Por: Alberto Brunori, representante de ONU
Derechos Humanos.
Atacar a las personas que defienden los derechos es
atacar a la democracia. La propagación de ataques en contra de personas que
ejercen la defensa de derechos es un síntoma grave del estado de cosas en
Colombia: demuestra intolerancia, provoca miedo, limita o anula las libertades
de pensamiento y de expresión, y, lo que es peor, exhibe cómo la violencia se
impone, en muchos lugares, como un medio de control social. La impunidad que
ronda estos ataques agrava la situación, puesto que, ante la ausencia de
sanción oficial, el reproche social se reduce y la violencia encuentra
justificación.
El marco internacional de protección ampara la actividad de defensa de los derechos humanos, que puede ser realizada por cualquier persona, tanto de manera regular como esporádica. Puede ser que los conflictos sociales en el orden local no se expresen abiertamente en clave de derechos (por ejemplo, unos pescadores que protegen una ciénaga, una comunidad que se opone a la siembra de coca o un poblador de un municipio rural que denuncia el robo del presupuesto público); no por ello, estos ejercicios de reivindicación y defensa de lo público están exentos de protección. Cuando alguien es blanco de un ataque por defender los derechos en cualquier contexto, los derechos y las libertades de todos están en juego. Se protege, así, la libertad de todas las personas a ejercer la defensa de los derechos humanos y se extiende un especial reproche a cualquier acto tendiente a limitar el ejercicio legítimo de esa libertad.
La contabilización de homicidios de personas que defienden los derechos se ha tornado en un indicador común para reflejar la gravedad de la situación. Como cualquier indicador, este es un referente parcial. En primer lugar, porque los homicidios son sólo una de las formas que toman los ataques. Además de las expresiones materiales más extremas (como las lesiones, las torturas, las violaciones sexuales o los homicidios), los ataques también se manifiestan en discursos que estigmatizan y promueven el odio, acoso por redes sociales, seguimiento y amedrentamiento, interceptaciones ilegales, robo de información y otras formas de persecución. Obviamente, es más fácil contabilizar o medir la intensidad de los ataques físicos (particularmente, los homicidios); sin embargo, los otros ataques no deben ser ignorados. Estos también silencian y crean un ambiente regido por la coerción.

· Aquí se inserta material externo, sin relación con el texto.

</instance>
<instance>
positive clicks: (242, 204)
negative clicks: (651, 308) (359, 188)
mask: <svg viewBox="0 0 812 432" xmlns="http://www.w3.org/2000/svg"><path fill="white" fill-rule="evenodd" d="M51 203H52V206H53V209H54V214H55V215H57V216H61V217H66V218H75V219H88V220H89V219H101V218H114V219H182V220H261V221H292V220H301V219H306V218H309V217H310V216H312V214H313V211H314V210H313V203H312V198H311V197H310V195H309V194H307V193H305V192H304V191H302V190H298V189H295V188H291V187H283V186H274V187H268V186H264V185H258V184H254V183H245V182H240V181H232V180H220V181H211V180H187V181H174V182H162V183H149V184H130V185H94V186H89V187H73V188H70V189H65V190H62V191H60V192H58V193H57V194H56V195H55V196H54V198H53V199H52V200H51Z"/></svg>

En segundo lugar, los casos de homicidio que se registran o se contabilizan son sólo una muestra del universo de casos. Los criterios de inclusión o exclusión de los distintos proyectos de registro varían, como también varían sus enfoques y sus alcances geográficos. Además, el significado y los efectos de los homicidios están determinados por variables locales que, a menudo, no percibimos o comprendemos adecuadamente (tales como, entramados de relaciones económicas y políticas locales, roles no visibles de ciertas personas en las comunidades, la intervención de grupos armados en la regulación de los asuntos políticos locales, la presencia de intereses personales en la conducción de asuntos públicos o la existencia de mecanismos informales de regulación de conflictos que son ocultos para el exterior, pero conocidos por los miembros de la comunidad).